Some activists acknowledge missteps that undercut their pro-climate spending during the past two years.

“My sense is we did fail,” said Kevin Knobloch, president of the Union of Concerned Scientists. “I think there’s no sugarcoating it.”

At the beginning of 2009, everything seemed lined up: a Democratic president with large majorities in Congress, leaders committed to bringing a bill to the floor and seemingly no shortage of money and staff.

But after the House passed cap-and-trade legislation last summer, the subsequent anti-Obama, anti-Big Government protests – led by the tea party movement and several industry-funded groups – caught the environmentalists off-guard by attacking “yes” votes in the House.

Opponents led an effective bumper-sticker-style campaign denouncing the Democrats’ “national energy tax.” The environmentalists’ response was
too wordy, too complicated and too late.

“We tapped out a lot of donors getting to that point,” said one
official from a major group. “We didn’t have a bigger war chest waiting to support their vote.”

“We really got our ass kicked in August during the town halls,” EDF
spokesman Tony Kreindler said.

The response to the tea party attacks was to create Clean Energy Works, a coalition staffed by environmental, labor, national security and religious interest groups that numbered about 45 people at its peak. Paul Tewes, Obama’s 2008 Iowa field chief, led the campaign.

“Anywhere there was a senator who was not squarely on the side of passing a climate bill, we were there,” said David Di Martino, a Clean Energy Works spokesman.

Once they began talking to senators, however, activists said, they got their wires crossed with Reid’s office over who was in charge of counting votes.

“We were stuck in a Catch-22,” Kreindler said. “There was an
expectation by the environmental community to deliver a certain amount of votes. There was an expectation in the environmental community that leadership would deliver a certain amount of votes. But there never was a clear understanding of how those two efforts would work together.”

Reid’s office would not comment for this story but pointed to past
statements from the majority leader that Sens.

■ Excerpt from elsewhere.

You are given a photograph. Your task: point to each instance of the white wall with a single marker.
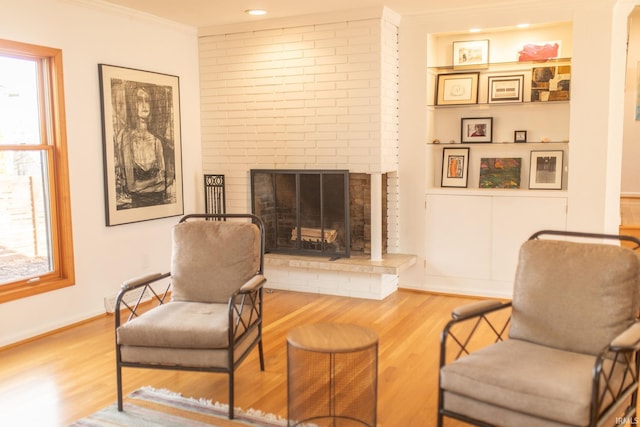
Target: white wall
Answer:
(89, 33)
(631, 148)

John Kerry (D-Mass.) and Joe Lieberman (I-Conn.) were tasked with collecting 60 votes on the carbon cap measure. A White House spokesman declined comment on its climate bill whip operations.

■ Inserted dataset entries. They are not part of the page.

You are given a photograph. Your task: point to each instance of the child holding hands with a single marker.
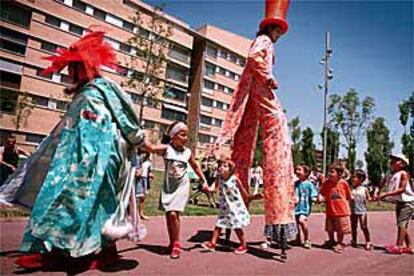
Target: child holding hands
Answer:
(233, 213)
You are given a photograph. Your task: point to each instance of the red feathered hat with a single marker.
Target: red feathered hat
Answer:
(276, 11)
(91, 50)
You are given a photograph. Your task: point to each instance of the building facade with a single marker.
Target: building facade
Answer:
(200, 80)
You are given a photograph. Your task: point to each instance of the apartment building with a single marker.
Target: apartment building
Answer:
(31, 104)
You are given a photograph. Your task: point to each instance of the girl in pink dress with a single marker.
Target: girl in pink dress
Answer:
(254, 102)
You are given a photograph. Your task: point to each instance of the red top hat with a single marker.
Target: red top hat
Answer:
(276, 11)
(91, 50)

Senate Majority Whip Dick Durbin (D-Ill.) defended the greens’ efforts. “This became a very hot political issue,” he said. “They’re trying hard to help us. And we’re working with them. We’re going to have our day. I wish we’d have it sooner, rather than later. But we’re going to have our day.”

Durbin insisted that environmental groups also still garner plenty of
sway in the Senate. “A lot of us pay attention,” he said.

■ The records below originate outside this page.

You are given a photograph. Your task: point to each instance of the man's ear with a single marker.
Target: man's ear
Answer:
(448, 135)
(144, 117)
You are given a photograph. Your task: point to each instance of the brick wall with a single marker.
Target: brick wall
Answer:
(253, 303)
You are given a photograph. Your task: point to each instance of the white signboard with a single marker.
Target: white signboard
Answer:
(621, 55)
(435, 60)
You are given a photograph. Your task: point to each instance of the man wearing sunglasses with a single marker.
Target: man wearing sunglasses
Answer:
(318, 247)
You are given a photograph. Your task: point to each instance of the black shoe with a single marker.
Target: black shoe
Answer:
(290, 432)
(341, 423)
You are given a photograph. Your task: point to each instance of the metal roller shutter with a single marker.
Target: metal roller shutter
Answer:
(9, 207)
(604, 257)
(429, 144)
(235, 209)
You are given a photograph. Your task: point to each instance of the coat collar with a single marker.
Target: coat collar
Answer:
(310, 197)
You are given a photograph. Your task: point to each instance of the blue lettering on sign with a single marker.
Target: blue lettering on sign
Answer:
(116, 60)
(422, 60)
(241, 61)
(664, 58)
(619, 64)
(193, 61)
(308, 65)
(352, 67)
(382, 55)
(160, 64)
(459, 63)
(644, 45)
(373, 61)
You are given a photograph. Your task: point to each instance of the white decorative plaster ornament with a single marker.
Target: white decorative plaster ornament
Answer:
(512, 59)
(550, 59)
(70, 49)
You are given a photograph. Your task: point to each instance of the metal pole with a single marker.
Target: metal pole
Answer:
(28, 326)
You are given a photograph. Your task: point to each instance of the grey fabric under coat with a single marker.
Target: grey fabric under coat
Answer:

But there’s a difference between paying attention and action.

GOP senators targeted as possible swing votes said the
environmentalists offered little incentive for them to change their
minds during an economic recession and with little threat of political payback if they didn’t go along.

“They don’t have much infrastructure on the Republican side,” said Sen. Lindsey Graham (R-S.C.). “So when you hear the environmental community
is mad at you, everyone says, ‘Tell me something new.’ It’s not like a
support group you’ve lost.”

The environmental movement needs a radical overhaul if Congress is ever going to pass a climate bill, McKibben said. That means lawmakers need
to be aware of the political consequences if they don’t side with the greens.

“We weren’t able to credibly promise political reward or punishment,” McKibben said. “The fact is, scientists have been saying for the past few years the world might come to an end. But clearly that’s insufficient motivation. Clearly, we must communicate that their careers might come to an end. That’s going to take a few years.”

Sen. Bob Corker (R-Tenn.), whom environmentalists once considered as a possible vote on climate, never got the message. “I hate to tell you, I just don’t wake up thinking about it,” said Corker, who questions the complexity of cap-and-trade systems. “I’m aware and all that. But I think it’s the wrong message.”